The only time I had met Father Provincial had been several weeks after that entrance exam. I was pulled from class and escorted to his office in the mansion beside the school. I had no idea where I was going or why. The double doors to his office were of black iron filigree and etched frosted glass. Father Provincial was a small man. He wanted to discuss my test results. I figured I’d booted the Latin part. After four years of indoctrination, the official language of the Church was still my enemy. But no, I’d passed the Latin, marginally. It was the psych part I had flunked. He read to me the analyst’s conclusions—something to do with an abnormally high honesty quotient and problems with authority figures. I missed much of it. The room had beautiful arched casement windows of leaded glass with stained-glass insets, the work of artisans from another century. I went there.

As Father Provincial read, it dawned on me that what he was saying was that I had been diagnosed as too crazy to be a priest, and this struck me as funny, a catch-22 joke on me. The anonymous, impersonal analyst had gotten it right; I was impressed. In his 3M web of true-or-false questions he had netted an imposter. I had no business pretending to be priest material. I was damaged goods, not worth the risk of investment. (Vestments—the medieval colored costumes of the sanctuary that for years as an altar boy I had assisted priests to don in ritual order—how silly they would have looked on me.)

“I was not supposed to read you that,” Father Provincial said. He was a pleasant looking little man with tired eyes. “But we can make it all right. Some psychiatric counseling, another round of tests.” He was trying to be nice, which seemed either out of character or out of place.
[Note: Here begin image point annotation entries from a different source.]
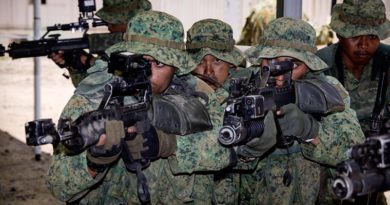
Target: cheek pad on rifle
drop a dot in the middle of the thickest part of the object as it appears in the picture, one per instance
(178, 114)
(318, 97)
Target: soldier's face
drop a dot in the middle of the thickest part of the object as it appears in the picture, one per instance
(161, 75)
(215, 70)
(115, 28)
(358, 50)
(300, 69)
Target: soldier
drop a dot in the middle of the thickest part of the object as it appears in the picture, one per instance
(116, 13)
(211, 45)
(289, 174)
(359, 61)
(92, 177)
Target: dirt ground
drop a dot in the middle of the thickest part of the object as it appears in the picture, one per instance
(21, 177)
(21, 181)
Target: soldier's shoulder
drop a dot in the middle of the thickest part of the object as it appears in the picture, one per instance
(97, 78)
(327, 52)
(384, 48)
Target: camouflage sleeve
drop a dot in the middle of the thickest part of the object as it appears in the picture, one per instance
(68, 178)
(338, 132)
(68, 175)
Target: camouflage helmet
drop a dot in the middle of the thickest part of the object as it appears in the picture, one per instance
(212, 37)
(121, 11)
(290, 38)
(156, 34)
(360, 17)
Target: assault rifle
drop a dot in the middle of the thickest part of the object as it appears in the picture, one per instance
(367, 170)
(134, 72)
(48, 44)
(249, 100)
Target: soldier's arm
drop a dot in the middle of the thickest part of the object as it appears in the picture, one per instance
(338, 132)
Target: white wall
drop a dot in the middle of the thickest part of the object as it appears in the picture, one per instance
(18, 14)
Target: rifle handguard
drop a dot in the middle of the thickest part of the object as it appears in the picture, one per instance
(318, 97)
(179, 114)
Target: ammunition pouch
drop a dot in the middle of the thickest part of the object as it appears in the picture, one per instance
(318, 97)
(179, 114)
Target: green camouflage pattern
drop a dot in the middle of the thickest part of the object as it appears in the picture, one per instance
(367, 12)
(99, 42)
(362, 92)
(117, 185)
(202, 151)
(338, 131)
(121, 11)
(289, 32)
(214, 37)
(262, 14)
(76, 76)
(161, 26)
(265, 185)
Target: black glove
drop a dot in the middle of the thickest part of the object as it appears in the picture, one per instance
(73, 61)
(294, 122)
(257, 146)
(150, 145)
(99, 157)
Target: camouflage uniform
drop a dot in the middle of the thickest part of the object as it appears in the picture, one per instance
(154, 34)
(363, 91)
(350, 19)
(214, 37)
(256, 21)
(113, 12)
(337, 131)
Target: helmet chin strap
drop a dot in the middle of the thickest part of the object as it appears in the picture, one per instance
(208, 79)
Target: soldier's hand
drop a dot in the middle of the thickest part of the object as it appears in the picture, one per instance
(58, 58)
(257, 146)
(150, 145)
(294, 122)
(109, 147)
“No, that’s alright, father. Don’t go to the trouble. I accept the decision. Thank you.” And I got up to leave. Father Provincial objected, followed me to the door. Surely I would reconsider, think about it, come back to see him again and discuss it. The order would pay for everything. Actually, I remember those fancy French double doors from this side, looking out as I was leaving. There was sunlight in the hall beyond them. Opening and walking through them freed me.

I had kept my application and rejection secret, never told my parents; and I had no friends, either male or female, close enough to speak with about something so personal. So I had no explaining to do or backtracks to cover. I also had no regrets. Whereas before the priesthood had seemed a logical, if not natural, progression, it now seemed naively ludicrous. I never went back.

After the graduation ceremony I turned in my rented cap and gown, gave my diploma (embossed with the IHS logo) and box with the medal to my mother, and told her I’d be home in an hour or two for the small family party she’d planned. I felt like walking, I said. The closest saloon was down on the corner of Main. At the bar I ordered a shot and a beer back and pulled my last Pall Mall from its pack. Before crumbling up the red pack as trash I looked at the heraldic crest on it and its scrolled Latin caption—In Hoc Signo Vinces. I toasted my old self goodbye.